What little breeze there was died out by mid-morning, and the heat became an ordeal. An air of sullenness and unease lay over the whole ship; the second death in three days left its mark on everybody. Word was passed that the sea burial would take place the following afternoon at four. Tempers were on edge. A fight broke out on the deck below; Rafferty, the hoodlum room steward, beat up one of the oilers, and Lind had to be called to stitch up a cut face.

Shortly after eleven there was another breakdown in the engine room, and the Leander slowed and came to rest on a sea like burnished steel. A shaft bearing running hot again, Barset said; the chief hoped to be under way again in an hour, but the hour passed, and then two, while the Leander continued to lie motionless under the burning sun. No one appeared for lunch. Both women were apparently in their bunks, under the fans. Goddard continued to prowl the promenade deck, stopping every few minutes at the aft end of it to sniff the air and study the ventilators in the well-deck. It was just after one p.m., when he finally saw it, a wispy thread of smoke snaking upward from the starboard ventilator of number three hold. It thinned and disappeared, but there was no longer any doubt. The Leander’s cargo was afire.
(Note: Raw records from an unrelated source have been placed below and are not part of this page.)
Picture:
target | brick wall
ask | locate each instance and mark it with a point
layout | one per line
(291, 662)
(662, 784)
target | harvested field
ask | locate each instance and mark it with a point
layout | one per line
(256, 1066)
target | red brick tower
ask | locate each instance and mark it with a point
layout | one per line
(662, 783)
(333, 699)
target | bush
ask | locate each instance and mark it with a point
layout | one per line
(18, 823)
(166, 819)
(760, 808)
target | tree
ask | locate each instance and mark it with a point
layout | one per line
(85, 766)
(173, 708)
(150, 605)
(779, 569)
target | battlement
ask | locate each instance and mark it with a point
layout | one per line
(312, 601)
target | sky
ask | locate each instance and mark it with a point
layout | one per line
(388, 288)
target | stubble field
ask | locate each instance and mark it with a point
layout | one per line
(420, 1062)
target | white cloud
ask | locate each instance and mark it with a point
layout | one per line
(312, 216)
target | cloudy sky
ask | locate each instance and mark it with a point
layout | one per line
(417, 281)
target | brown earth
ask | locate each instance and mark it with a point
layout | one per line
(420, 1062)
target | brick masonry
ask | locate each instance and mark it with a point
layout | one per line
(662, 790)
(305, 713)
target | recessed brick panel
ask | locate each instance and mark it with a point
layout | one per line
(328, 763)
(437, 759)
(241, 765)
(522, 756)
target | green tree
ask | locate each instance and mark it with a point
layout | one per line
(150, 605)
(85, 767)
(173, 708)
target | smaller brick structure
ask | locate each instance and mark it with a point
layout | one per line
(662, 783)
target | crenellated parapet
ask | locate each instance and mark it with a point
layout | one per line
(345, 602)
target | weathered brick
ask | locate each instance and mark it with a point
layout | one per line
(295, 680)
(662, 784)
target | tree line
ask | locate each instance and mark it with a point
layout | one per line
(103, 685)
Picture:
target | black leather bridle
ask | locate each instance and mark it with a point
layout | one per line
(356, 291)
Somewhere in the depths of number three hold was a smoldering bale of cotton like a cancer cell, being consumed by slow combustion that inexorably spread outward to attack adjoining bales. It could have been burning inside when it came aboard, or some longshoreman’s stolen cigarette might have started it. The smoldering could go on for days or weeks without bursting into flame, eating away, charring, half-smoldering, while the temperature inside the mass continued to rise, until it came out on the surface and some of the bales below began to collapse, exposing enough of it to the air to become a raging fire.

Did Steen know about it? Probably, Goddard thought, but unless he had a fire-smothering system in the holds there wasn’t much he could do about it but hold his breath and pray. If the burning bales were far down or in the center of the hold, trying to get water to them through thousands of others was futile, short of flooding the entire hold.
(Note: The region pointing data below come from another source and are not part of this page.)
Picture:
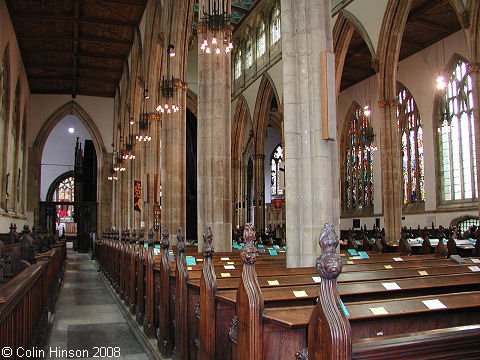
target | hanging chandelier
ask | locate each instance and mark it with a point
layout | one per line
(168, 86)
(216, 19)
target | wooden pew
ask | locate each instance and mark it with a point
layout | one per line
(282, 330)
(24, 302)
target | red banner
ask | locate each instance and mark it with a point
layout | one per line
(137, 195)
(277, 203)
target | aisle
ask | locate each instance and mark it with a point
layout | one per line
(87, 321)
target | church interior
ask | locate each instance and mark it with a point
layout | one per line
(239, 179)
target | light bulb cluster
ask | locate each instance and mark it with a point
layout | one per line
(214, 46)
(167, 108)
(445, 128)
(441, 84)
(143, 137)
(128, 156)
(366, 110)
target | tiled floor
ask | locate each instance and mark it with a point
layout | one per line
(87, 321)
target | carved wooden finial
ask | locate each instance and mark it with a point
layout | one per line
(180, 241)
(249, 250)
(150, 237)
(329, 265)
(165, 243)
(207, 242)
(329, 332)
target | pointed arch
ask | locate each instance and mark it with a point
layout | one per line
(74, 108)
(356, 164)
(343, 30)
(35, 156)
(15, 148)
(261, 115)
(411, 148)
(55, 183)
(456, 135)
(5, 117)
(192, 102)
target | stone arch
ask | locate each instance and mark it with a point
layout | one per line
(5, 113)
(15, 137)
(388, 51)
(54, 185)
(261, 115)
(192, 102)
(35, 157)
(436, 115)
(343, 31)
(240, 119)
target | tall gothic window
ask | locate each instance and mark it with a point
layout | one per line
(249, 55)
(358, 163)
(275, 25)
(275, 162)
(238, 65)
(261, 44)
(65, 192)
(4, 123)
(456, 132)
(411, 136)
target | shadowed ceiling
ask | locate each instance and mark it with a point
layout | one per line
(429, 21)
(80, 47)
(76, 47)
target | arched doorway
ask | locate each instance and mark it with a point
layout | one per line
(90, 152)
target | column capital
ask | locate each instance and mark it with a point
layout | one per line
(388, 103)
(259, 156)
(473, 67)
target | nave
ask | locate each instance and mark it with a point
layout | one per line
(388, 304)
(88, 320)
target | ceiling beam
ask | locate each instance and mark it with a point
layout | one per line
(430, 25)
(239, 9)
(96, 80)
(427, 6)
(128, 2)
(37, 53)
(44, 36)
(43, 17)
(36, 66)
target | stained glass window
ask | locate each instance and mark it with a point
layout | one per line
(358, 163)
(65, 192)
(275, 25)
(275, 162)
(4, 119)
(261, 44)
(411, 137)
(456, 133)
(249, 55)
(238, 65)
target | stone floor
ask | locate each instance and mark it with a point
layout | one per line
(88, 322)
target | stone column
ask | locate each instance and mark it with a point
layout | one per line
(259, 186)
(473, 70)
(311, 164)
(391, 177)
(174, 124)
(214, 201)
(173, 168)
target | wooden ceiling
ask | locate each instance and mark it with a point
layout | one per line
(80, 47)
(76, 47)
(429, 21)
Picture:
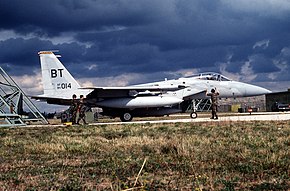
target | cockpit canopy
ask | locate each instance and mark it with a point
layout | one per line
(210, 76)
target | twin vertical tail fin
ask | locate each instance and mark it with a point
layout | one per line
(56, 79)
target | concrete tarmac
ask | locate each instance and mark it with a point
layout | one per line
(185, 118)
(257, 116)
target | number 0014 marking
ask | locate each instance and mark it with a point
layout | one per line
(64, 86)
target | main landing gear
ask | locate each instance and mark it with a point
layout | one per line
(125, 117)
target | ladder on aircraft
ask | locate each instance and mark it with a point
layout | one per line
(13, 101)
(199, 105)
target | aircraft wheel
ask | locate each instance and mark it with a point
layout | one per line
(193, 115)
(126, 117)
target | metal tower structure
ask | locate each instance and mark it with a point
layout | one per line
(13, 101)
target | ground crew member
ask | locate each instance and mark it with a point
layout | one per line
(81, 110)
(73, 109)
(214, 103)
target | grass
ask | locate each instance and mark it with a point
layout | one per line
(179, 156)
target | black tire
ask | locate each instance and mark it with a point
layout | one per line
(193, 115)
(125, 117)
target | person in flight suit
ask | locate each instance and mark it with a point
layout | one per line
(81, 110)
(214, 103)
(73, 109)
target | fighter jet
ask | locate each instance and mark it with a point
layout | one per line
(150, 99)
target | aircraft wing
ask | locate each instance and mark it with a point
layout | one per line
(139, 88)
(129, 91)
(52, 100)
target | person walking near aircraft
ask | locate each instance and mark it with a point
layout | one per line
(73, 109)
(81, 110)
(214, 103)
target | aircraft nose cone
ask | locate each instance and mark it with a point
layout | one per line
(256, 90)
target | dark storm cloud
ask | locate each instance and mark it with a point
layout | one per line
(110, 38)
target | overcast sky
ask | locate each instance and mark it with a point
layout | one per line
(121, 42)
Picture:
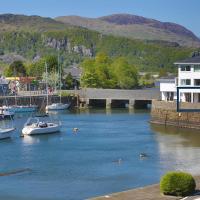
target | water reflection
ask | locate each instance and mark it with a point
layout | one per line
(179, 149)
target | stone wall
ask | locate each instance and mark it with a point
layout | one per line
(165, 113)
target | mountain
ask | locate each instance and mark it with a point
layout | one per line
(136, 27)
(31, 37)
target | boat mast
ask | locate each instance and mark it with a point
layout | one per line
(47, 84)
(59, 71)
(15, 86)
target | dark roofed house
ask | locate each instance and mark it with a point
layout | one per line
(188, 76)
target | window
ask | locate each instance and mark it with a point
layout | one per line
(185, 68)
(170, 96)
(197, 82)
(188, 97)
(197, 68)
(185, 82)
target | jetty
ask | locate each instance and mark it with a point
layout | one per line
(91, 97)
(109, 98)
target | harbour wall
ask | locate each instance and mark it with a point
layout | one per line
(165, 113)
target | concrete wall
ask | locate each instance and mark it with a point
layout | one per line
(165, 113)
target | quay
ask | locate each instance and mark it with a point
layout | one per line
(151, 192)
(109, 98)
(85, 98)
(165, 113)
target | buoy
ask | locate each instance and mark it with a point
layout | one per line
(143, 155)
(75, 130)
(118, 161)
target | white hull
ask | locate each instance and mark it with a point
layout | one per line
(57, 106)
(6, 133)
(35, 130)
(19, 109)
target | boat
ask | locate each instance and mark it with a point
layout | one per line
(57, 106)
(6, 113)
(34, 126)
(22, 108)
(6, 132)
(37, 125)
(60, 105)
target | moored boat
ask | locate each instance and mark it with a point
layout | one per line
(6, 113)
(57, 106)
(22, 108)
(6, 132)
(35, 126)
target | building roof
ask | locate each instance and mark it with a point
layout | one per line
(74, 70)
(193, 60)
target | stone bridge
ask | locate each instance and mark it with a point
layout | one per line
(111, 96)
(107, 97)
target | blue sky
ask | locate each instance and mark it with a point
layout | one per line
(184, 12)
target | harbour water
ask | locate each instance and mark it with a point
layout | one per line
(102, 157)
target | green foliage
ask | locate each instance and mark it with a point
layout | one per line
(69, 81)
(46, 38)
(177, 184)
(102, 72)
(147, 80)
(17, 68)
(37, 69)
(125, 74)
(162, 72)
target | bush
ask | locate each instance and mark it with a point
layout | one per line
(177, 184)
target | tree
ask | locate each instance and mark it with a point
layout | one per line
(17, 68)
(38, 68)
(125, 74)
(69, 82)
(162, 72)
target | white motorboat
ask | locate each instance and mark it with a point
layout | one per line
(57, 106)
(6, 113)
(20, 109)
(35, 126)
(6, 132)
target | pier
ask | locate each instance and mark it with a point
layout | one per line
(85, 98)
(109, 98)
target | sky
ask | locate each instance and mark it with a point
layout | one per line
(184, 12)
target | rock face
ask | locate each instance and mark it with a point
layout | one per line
(65, 44)
(9, 58)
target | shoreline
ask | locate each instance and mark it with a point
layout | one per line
(149, 192)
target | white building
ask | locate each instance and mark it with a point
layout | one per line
(188, 76)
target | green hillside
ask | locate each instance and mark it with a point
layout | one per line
(136, 27)
(34, 37)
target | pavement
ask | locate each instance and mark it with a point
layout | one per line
(151, 192)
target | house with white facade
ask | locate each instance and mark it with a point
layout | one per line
(188, 76)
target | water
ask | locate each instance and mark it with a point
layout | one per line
(68, 166)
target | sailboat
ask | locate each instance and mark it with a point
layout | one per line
(21, 108)
(60, 105)
(5, 113)
(6, 131)
(37, 126)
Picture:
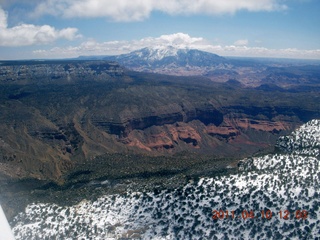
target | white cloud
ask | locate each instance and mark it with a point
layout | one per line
(29, 34)
(241, 42)
(129, 10)
(179, 40)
Sparks came down the ladder. He jerked his head curtly. ‘Captain says to come up to his office.’

Goddard studied him with silent and calculated arrogance for thirty seconds, and then said, ‘It must have suffered in the translation.’ He could get enough of this surly bastard; if he were convinced all Yanquis were overbearing pigs, why disappoint him?
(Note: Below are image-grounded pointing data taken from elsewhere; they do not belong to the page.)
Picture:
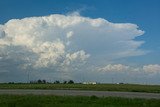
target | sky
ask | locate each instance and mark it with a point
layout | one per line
(107, 41)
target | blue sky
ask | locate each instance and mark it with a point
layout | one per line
(143, 13)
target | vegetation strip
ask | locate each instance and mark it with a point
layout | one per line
(73, 101)
(96, 87)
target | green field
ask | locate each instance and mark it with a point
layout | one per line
(97, 87)
(77, 101)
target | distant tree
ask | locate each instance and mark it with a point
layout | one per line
(56, 82)
(44, 81)
(39, 81)
(64, 82)
(70, 82)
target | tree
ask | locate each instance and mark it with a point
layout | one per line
(56, 82)
(64, 82)
(39, 81)
(70, 82)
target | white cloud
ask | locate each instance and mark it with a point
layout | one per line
(151, 68)
(62, 41)
(114, 68)
(69, 34)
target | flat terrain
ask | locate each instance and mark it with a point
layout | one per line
(97, 87)
(73, 101)
(81, 93)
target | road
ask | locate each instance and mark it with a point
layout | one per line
(80, 93)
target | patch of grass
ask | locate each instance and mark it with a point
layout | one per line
(97, 87)
(73, 101)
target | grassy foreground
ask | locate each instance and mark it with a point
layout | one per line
(70, 101)
(97, 87)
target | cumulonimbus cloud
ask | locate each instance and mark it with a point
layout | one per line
(59, 41)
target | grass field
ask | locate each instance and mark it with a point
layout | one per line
(77, 101)
(97, 87)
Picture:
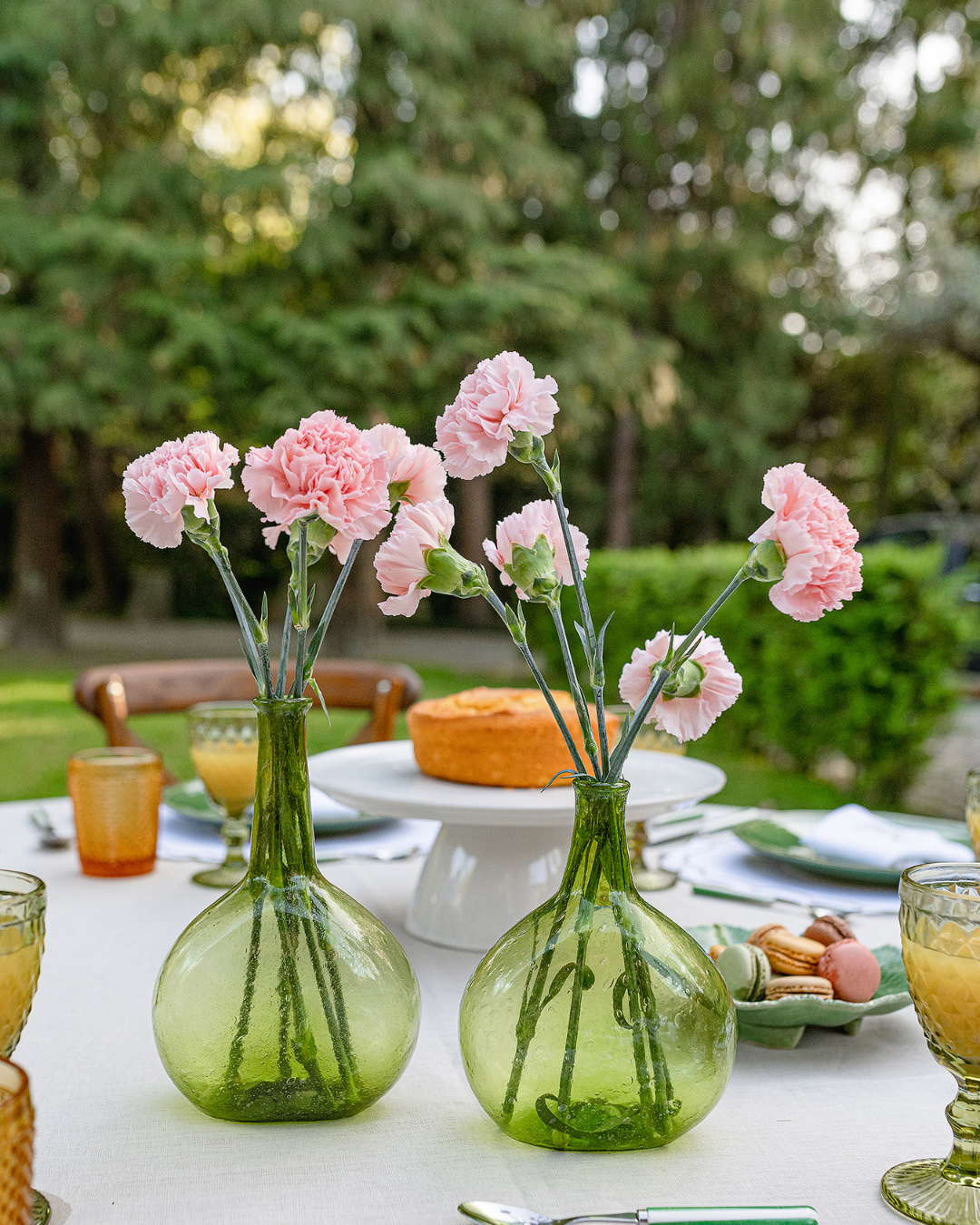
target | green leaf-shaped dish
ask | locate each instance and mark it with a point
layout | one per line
(781, 1022)
(778, 837)
(191, 800)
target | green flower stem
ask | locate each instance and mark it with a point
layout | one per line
(527, 1021)
(501, 612)
(581, 706)
(663, 675)
(578, 985)
(251, 966)
(333, 972)
(587, 623)
(342, 1053)
(284, 653)
(251, 631)
(603, 732)
(304, 1045)
(324, 625)
(554, 486)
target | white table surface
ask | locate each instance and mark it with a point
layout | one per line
(116, 1142)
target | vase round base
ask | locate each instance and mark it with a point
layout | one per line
(223, 877)
(919, 1191)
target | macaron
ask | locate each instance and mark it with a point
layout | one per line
(828, 930)
(799, 984)
(788, 953)
(851, 969)
(745, 969)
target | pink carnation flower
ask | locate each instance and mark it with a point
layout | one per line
(683, 717)
(328, 467)
(501, 397)
(812, 527)
(157, 486)
(401, 561)
(408, 461)
(524, 527)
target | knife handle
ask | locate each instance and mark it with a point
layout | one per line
(797, 1215)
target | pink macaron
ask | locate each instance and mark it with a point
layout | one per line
(853, 969)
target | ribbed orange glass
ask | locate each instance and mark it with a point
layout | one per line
(16, 1145)
(116, 797)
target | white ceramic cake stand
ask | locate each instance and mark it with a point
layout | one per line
(501, 850)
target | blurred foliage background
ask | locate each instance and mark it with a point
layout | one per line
(737, 231)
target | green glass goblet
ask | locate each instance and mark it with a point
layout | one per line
(224, 750)
(940, 919)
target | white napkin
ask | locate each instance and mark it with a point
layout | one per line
(855, 835)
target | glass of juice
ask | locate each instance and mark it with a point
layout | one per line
(21, 945)
(224, 751)
(115, 794)
(973, 808)
(940, 919)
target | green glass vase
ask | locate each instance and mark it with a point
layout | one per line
(286, 1000)
(595, 1022)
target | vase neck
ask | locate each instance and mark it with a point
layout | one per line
(599, 850)
(282, 825)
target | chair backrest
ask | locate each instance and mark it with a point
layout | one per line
(114, 692)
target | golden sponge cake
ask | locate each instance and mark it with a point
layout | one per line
(496, 737)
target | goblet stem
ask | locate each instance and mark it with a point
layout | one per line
(234, 835)
(963, 1164)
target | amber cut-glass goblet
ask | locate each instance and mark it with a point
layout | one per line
(16, 1147)
(940, 919)
(21, 945)
(224, 750)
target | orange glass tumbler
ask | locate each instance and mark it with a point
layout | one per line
(116, 795)
(16, 1147)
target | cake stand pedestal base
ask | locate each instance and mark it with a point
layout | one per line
(479, 879)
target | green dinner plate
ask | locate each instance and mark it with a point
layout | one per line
(780, 1023)
(778, 838)
(191, 800)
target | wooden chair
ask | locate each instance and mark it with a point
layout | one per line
(114, 692)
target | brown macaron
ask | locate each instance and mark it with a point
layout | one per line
(828, 930)
(799, 984)
(788, 953)
(760, 934)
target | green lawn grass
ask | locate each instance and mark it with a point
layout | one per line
(41, 725)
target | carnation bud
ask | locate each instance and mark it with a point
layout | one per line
(450, 573)
(766, 561)
(533, 570)
(686, 681)
(198, 529)
(318, 535)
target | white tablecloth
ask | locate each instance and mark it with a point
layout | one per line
(116, 1142)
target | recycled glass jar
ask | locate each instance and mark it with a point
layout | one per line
(595, 1022)
(286, 1000)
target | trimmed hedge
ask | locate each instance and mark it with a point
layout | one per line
(871, 680)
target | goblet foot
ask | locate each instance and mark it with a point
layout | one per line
(222, 877)
(919, 1191)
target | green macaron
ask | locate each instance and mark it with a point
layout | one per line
(745, 969)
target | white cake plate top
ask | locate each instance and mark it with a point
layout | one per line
(382, 780)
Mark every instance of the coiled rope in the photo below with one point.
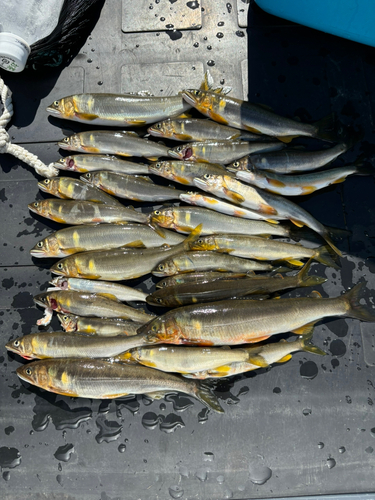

With no change of expression, Sparks repeated the message in Spanish, which Goddard knew well enough to follow. ‘Thank you,’ he said. ‘But I wasn’t referring to the language. Just the manners.’ He went up the ladder.

Steen looked worried. ‘Sit down, Mr. Goddard,’ he said with attempted casualness that didn’t quite go over. He was seated at his desk with a block of yellow paper in front of him. Goddard sat in one of the armchairs. Before Steen could speak, there was another knock outside the door. It was Mr. Pargoras, the chief engineer, a bald, swarthy man in khakis completely drowned with perspiration. He stepped inside and nodded to Goddard.

‘What is it, Chief?’ Steen asked. ‘About finished?’

‘It’ll be another half hour.’ The chief mopped his face with a sodden handkerchief. ‘We can’t work in that shaft alley more than a few minutes at a time. One man’s already passed out.’

Goddard could imagine it, with the ship stopped and no air coming down the ventilators. The shaft alley was a steel runnel running across the bottom of number three and four holds from the engine room amidships to the propeller.